When I first moved to England, I thought I’d be able to snag a library job or another job in adult education at the least, then have a nice second income for us. But when I found that the only people who responded to my resumes were teaching agencies, I ended up going this route. It’s a shame too because I’ve had headmasters ask me why I’d quit teaching to become a librarian and if I was really committed to librarianship. Of course I am. I wouldn’t have gone through the pain and debt if I weren’t sure. After four years of having nothing but disappointment in the public schools, I’m sure I’m sure.
Education takes a lot of training and more training. It takes acting like a wench at least 8 hours of the day.

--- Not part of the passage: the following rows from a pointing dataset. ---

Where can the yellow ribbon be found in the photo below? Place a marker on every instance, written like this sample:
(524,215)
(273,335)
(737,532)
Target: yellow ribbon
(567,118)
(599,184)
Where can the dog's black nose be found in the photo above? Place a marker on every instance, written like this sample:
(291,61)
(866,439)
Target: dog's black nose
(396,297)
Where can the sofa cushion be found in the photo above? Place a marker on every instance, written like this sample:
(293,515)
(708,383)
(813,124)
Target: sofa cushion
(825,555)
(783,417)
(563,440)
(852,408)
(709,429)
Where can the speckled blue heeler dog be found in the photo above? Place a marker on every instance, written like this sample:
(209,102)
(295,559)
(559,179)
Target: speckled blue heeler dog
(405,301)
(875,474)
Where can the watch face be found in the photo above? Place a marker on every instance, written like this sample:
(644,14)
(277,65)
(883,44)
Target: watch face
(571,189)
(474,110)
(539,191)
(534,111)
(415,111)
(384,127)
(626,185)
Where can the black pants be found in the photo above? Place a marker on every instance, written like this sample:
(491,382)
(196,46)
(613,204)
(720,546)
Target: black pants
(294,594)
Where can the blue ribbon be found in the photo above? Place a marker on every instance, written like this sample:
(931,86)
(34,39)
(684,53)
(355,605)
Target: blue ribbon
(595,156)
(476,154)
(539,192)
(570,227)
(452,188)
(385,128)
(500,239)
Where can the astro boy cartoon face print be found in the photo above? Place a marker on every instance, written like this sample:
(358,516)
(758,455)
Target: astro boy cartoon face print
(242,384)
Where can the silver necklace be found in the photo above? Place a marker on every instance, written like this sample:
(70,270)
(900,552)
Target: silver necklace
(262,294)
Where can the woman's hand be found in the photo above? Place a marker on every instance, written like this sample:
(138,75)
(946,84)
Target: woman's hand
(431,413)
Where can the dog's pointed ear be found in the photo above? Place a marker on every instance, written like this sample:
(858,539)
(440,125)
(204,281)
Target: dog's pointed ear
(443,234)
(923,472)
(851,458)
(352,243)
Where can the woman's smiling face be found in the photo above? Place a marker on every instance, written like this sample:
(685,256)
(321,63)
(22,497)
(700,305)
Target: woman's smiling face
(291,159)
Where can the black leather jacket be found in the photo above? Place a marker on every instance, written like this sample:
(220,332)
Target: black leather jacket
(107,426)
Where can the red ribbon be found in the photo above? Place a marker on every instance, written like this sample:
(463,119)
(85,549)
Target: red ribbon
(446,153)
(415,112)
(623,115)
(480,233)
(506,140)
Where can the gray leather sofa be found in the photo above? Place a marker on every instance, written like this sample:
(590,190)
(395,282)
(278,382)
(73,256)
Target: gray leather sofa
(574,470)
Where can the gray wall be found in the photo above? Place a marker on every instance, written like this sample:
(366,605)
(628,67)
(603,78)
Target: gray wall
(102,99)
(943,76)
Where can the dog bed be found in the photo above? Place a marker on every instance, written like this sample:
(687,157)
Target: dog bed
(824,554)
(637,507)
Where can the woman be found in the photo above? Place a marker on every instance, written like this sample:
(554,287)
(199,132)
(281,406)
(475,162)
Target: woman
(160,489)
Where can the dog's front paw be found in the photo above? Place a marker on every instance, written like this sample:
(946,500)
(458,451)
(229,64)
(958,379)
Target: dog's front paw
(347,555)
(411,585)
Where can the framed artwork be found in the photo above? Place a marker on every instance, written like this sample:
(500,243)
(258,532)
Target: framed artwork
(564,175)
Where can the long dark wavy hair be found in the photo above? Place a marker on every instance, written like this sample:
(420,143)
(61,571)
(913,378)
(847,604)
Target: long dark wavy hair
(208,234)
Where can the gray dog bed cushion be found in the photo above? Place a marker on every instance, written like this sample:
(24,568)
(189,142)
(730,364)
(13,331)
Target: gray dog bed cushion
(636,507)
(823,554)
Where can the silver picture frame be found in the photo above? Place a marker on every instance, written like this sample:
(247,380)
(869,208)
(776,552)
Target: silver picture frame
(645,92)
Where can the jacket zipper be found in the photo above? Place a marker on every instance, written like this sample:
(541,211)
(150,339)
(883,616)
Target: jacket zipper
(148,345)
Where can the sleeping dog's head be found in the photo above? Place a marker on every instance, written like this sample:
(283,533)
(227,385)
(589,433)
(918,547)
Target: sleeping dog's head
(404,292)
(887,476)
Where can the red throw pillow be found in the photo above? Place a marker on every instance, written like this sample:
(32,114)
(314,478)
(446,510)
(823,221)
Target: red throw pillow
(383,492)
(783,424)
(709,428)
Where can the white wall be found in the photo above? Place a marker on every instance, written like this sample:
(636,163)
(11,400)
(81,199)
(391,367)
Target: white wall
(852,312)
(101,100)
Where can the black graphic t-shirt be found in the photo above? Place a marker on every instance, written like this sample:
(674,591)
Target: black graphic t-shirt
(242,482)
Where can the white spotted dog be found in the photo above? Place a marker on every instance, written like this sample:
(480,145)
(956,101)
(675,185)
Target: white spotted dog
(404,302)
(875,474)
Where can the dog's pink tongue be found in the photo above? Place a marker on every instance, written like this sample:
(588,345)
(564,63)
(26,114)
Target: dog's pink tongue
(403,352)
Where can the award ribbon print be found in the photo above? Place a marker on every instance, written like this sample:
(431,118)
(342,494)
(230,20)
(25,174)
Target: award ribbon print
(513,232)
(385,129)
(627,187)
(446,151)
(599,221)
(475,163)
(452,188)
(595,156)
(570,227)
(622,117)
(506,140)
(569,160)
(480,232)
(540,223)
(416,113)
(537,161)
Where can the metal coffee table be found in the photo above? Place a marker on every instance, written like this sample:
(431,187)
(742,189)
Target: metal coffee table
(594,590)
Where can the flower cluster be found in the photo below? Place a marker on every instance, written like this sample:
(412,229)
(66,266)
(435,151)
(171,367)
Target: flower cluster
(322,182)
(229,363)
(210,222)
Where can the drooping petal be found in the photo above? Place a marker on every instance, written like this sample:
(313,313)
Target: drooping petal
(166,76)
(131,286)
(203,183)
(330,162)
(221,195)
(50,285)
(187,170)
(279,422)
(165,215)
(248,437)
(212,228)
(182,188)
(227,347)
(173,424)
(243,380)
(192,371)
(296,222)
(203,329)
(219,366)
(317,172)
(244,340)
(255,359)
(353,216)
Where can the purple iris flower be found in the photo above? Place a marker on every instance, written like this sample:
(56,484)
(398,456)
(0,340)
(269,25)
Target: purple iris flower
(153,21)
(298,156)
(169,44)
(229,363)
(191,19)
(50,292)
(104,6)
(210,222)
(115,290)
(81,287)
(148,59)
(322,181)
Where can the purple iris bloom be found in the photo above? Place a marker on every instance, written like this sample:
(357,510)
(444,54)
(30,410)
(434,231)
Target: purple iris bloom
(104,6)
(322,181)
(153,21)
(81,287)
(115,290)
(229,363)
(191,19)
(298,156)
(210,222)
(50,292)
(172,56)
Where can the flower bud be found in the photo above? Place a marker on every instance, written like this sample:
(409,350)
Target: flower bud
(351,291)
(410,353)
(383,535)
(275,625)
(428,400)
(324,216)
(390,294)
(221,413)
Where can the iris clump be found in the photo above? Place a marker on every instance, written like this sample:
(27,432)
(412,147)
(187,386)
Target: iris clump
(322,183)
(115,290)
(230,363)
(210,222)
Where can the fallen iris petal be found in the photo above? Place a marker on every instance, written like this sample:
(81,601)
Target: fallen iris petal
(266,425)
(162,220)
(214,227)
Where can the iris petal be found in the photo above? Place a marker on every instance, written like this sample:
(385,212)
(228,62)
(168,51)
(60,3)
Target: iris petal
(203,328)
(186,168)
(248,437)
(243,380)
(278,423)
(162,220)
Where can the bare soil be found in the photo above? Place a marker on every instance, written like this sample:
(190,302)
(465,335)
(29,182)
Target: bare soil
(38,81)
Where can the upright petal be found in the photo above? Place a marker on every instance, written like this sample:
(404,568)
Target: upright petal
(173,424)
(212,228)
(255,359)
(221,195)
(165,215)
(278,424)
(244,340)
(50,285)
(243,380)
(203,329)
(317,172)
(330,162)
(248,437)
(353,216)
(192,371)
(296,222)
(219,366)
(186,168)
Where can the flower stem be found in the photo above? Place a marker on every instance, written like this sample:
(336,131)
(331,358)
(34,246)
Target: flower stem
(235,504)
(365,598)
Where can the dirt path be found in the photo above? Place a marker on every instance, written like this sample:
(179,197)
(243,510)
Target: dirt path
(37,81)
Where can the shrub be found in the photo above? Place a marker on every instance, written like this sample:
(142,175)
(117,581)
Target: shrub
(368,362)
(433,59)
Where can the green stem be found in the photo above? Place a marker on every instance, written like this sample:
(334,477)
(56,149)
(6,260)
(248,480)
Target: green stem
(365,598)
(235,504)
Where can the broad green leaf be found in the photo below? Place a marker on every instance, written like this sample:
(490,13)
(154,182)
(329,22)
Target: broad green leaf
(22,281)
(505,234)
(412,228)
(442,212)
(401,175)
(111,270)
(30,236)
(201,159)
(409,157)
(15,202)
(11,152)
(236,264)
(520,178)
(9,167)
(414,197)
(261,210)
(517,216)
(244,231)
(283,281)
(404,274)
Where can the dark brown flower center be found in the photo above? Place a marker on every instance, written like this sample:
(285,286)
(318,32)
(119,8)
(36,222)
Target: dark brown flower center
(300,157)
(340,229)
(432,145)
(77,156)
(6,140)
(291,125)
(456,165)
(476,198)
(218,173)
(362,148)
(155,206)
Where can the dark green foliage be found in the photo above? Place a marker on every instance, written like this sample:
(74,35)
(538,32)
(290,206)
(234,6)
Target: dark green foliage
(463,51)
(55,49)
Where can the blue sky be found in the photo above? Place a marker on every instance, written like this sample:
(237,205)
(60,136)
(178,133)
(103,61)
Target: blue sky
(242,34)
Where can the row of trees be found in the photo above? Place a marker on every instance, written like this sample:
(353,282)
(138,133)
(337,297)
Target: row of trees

Without really knowing the material, the lessons, the school, the requirements of the administration, and the way to be a mean, hard-nosed, no-nonsense teacher, you don’t stand a chance. It sort of makes me ill when I see the motivational quotes about teaching because I’ve never been inspirational or life changing. I would have liked to, but I just wasn’t really cut out for that kind of life, I guess. I liked teaching at the college though because I came in, did my lesson, hung out in my office, mentored students, went home, graded and had a life outside of school. At the public school we’re up before dawn and too exhausted when we come home to do anything but eat and sleep – at least I always am.
It’s humiliating to be called “too nice” and “too soft.” Even at the English school I didn’t have out of control classes like I did in Florida (where one term I had kids who tore apart my outdoor portable classroom, who fell asleep during state exams, who got into physical fights daily.) I was really thinking that here I was getting better, getting them to settle, getting good work out of them, and all those things they want to see happen in the classroom. But since I wasn’t “mean” I wasn’t “good.” It’s an awful feeling.
Anyway, after stewing about this for some time, I’ve let the teaching agencies know I’m available again. I really don’t want to keep beating this dead horse though. I feel like I’m spending my day more productively if I’m writing at home. It’s the only thing I’ve really wanted to do anyway. My ultimate goal is to be a writer/librarian in the future; a really successful one at that. I would love to be able to help teachers and students from the library side of the school or university. I’ve been to schools were the libraries are not utilized in the way I know they could be and I would love to really show the school how important a modern, working media center can be.
If I’m going to schools as a teacher, were I know I’m not going to succeed, it’s just spinning my wheels and wasting my time. Well, I guess it’s not a waste if I keep in mind that I will be working and keeping a steady reference in my teaching agencies so I can keep applying for other jobs. (Not that I am able to get another job.) It’s a weird situation to be in – I don’t want to break ties with any agencies, especially since I need some kind of work history on my resume.
Plus, I get some cash here and there.